Researchers at Rice University and Baylor College of Medicine have found that nanoparticles can reduce brain damage that occurs during treatment of even relatively mild trauma. Infusion of clusters of chemically linked carbon nanotubes called PEG-HCC rapidly and effectively neutralize free radicals produced by cells at the injury site.
Cells at the site of a brain trauma, even a relatively mild one, release large amounts of superoxide, a radical oxygen compound that is part of the body's defense to prevent infection. Under normal conditions, this toxin is kept at reasonable levels by the superoxide dismutase enzyme which neutralizes it. However, on occurrence of an injury, much more superoxide is produced which overwhelms the dismutase's ability to clear it. This is where the nanoparticles come in.
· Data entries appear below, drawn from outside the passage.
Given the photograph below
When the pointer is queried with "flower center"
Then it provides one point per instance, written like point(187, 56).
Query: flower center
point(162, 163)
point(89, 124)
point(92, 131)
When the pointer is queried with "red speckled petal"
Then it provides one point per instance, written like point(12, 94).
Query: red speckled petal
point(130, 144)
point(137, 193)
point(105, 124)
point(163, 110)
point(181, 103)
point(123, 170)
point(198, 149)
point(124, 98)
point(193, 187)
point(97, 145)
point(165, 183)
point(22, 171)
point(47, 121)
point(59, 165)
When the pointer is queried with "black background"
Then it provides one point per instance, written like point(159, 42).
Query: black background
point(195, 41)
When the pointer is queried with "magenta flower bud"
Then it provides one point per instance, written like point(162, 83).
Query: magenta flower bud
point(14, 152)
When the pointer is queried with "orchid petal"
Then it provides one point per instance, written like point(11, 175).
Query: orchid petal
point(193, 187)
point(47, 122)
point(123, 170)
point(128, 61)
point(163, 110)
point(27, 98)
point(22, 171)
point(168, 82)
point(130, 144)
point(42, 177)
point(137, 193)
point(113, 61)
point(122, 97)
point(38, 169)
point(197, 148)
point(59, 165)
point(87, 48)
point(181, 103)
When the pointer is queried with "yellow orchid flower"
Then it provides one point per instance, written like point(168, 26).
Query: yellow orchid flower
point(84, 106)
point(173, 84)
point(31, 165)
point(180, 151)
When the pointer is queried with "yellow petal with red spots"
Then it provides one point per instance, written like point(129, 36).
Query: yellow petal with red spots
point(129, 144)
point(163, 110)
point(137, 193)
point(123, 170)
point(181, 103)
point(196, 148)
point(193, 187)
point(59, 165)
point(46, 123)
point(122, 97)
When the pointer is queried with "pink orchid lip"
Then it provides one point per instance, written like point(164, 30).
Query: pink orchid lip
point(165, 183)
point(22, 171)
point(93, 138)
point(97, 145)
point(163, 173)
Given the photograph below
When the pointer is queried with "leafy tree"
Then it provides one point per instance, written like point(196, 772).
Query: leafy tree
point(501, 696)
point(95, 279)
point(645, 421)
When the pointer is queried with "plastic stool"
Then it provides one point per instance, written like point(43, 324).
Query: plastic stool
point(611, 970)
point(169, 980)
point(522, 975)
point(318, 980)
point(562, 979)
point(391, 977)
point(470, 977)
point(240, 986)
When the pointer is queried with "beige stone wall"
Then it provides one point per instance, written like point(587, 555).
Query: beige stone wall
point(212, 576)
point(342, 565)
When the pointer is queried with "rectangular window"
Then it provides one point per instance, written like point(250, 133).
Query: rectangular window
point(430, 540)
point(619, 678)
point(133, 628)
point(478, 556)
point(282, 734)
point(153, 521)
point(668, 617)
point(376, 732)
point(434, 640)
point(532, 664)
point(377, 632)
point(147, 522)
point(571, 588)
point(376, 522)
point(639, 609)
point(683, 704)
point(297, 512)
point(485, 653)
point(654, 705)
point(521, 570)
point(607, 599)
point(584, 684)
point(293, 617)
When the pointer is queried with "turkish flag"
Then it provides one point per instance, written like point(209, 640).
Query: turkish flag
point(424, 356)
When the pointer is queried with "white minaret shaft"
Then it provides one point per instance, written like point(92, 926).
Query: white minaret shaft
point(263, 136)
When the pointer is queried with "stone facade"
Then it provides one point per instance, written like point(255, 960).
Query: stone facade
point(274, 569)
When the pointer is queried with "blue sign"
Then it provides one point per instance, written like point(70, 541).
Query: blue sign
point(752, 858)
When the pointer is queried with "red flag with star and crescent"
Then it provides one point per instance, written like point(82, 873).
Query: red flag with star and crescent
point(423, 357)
The PEG-HCC nanoparticles can immediately and completely neutralize large amounts of superoxide. This is because each nanoparticle can combine with and neutralize hundreds of thousands of superoxide molecules. In contrast, superoxide dismutase neutralizes one molecule at a time. Co-author James Tour noted in the press release that "it's really radical annihilation. There's no such mechanism in biology."
While excessive superoxide generates damaging toxic free-radical chemicals, the main problem with superoxide is that it is also disrupts circulation regulation. It prevents blood vessels from dilating and constricting appropriately which can produce brain damage beyond the point of injury.
The treatment, of course, cannot be applied during the initial burst of superoxide at the time of injury. However, a second burst of free radicals occurs post-injury during resuscitation when medical experts are trying to restore blood pressure. It is during this 'reboot' of the blood flow that the nanoparticle treatment is effective.
The PEG-HCC nanoparticles have other biological applications. It was actually while they were being developed and tested for delivery of chemotherapeutics such as paxital and cetuximab to treat cancer, that the antioxidant properties were noticed. While testing for liver toxicity, researchers noticed that the PEG-HCC was enabling the liver cells to survive longer than normal. It wasn't just non-toxic but it was actually protective.